Alessandro found pretty much everything she said highly offensive, from the tone of her voice to her refusal to answer his questions to the implication that he was somehow vaguely responsible for his father’s non-appearance. Did she think that he had stashed Roberto away in a cupboard somewhere? To be retrieved a little later when it suited him?

‘And furthermore,’ Laura added for good measure, ‘I resent your insinuation that because I’m young I’m only friends with your father because he’s rich. You have no right to accuse me of something like that. You don’t even know who I am!’ She leaned forward, her cheeks flushed, more angry than she had ever been in her life. Angrier, it felt, than when she had discovered that the so-called love of her life was a married man with a toddler. Every single thing about the arrogant man staring at her with forbidding iciness got under her skin and made her see red.

‘Frankly, I don’t really care whether you resent my insinuations or not,’ Alessandro said coolly. ‘I intend to protect my father’s interests and if that means seeing off a friend, then so be it. Answer my questions and we can move forward. Sit there foaming at the mouth...and back on your bike you go.’

‘I am not foaming at the mouth!’

‘How long have you known my father?’

Frustrated, Laura yanked her hair out of its constricting ponytail and ran her fingers through its thick length, and for a few seconds the air was sucked out of his lungs. It was a rich mane of colour and very long, longer than fashionably chic, cascading over her shoulders. He tore his eyes away and frowned, unsettled.

‘Off and on for years.’ Laura reluctantly gave him the information he wanted because she had a feeling that he wouldn’t stop until she had told him what he wanted to know. Frankly, he probably wouldn’t let her out of the kitchen until she told him what he wanted to know. He would probably strap her to the chair, shine a torch on her face and keep asking his wretched questions until she answered him.

And maybe he had a point. Roberto was very, very wealthy and could potentially be a target for gold-diggers. And she was, after all, seriously young to be his friend, even if she was only passably attractive. It was one thing to have no illusions about the way you looked. It was another thing to have someone point out your physical shortcomings without even bothering to be nice about it.
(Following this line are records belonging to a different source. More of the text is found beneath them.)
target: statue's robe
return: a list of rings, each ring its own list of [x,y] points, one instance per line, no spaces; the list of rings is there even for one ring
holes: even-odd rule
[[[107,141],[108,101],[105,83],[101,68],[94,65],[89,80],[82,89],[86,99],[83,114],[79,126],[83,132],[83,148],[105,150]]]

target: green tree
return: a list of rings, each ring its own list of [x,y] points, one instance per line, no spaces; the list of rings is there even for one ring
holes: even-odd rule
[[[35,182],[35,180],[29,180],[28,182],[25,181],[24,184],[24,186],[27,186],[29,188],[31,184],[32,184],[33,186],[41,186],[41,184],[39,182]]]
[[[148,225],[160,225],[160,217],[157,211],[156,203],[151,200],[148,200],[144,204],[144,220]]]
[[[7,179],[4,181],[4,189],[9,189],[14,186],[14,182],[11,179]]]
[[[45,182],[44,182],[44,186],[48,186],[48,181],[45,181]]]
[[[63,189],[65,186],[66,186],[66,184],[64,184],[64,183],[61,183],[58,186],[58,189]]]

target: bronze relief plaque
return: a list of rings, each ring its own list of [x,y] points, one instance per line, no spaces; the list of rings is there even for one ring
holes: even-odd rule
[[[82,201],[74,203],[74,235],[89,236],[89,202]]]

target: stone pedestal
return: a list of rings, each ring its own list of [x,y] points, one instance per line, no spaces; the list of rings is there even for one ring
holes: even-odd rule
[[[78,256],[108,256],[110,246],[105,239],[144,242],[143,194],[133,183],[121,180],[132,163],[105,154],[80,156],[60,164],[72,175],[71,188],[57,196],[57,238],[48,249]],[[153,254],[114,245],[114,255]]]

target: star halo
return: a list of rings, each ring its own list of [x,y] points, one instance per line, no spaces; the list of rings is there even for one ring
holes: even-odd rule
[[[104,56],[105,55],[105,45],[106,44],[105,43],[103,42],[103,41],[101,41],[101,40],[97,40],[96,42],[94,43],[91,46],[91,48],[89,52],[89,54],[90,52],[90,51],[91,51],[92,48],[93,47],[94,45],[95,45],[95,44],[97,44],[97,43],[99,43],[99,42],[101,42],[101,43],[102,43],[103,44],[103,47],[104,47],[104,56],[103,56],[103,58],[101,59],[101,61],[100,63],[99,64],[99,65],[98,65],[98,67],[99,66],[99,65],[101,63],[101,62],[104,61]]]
She knew that she wasn’t blessed with knock-’em-dead looks. She had lived in London long enough to realise that the tall and skinny ruled the roost when it came to what was deemed sexy and attractive.

But had there been any need for him to point it out? The throwaway insult hovered at the back of her mind like a thorn. Odious man.

‘Years...’ Alessandro said, frowning. She wasn’t lying. Her face couldn’t have been more transparent, and yet how was it that he hadn’t even known of her existence?

‘Before I went to London,’ Laura confirmed. ‘He belonged to the same gardening group as me and...as me. He loves horticulture, you know. And playing chess. Ever since I returned from London I’ve been playing chess with him once a week. He’s a brilliant chess player.’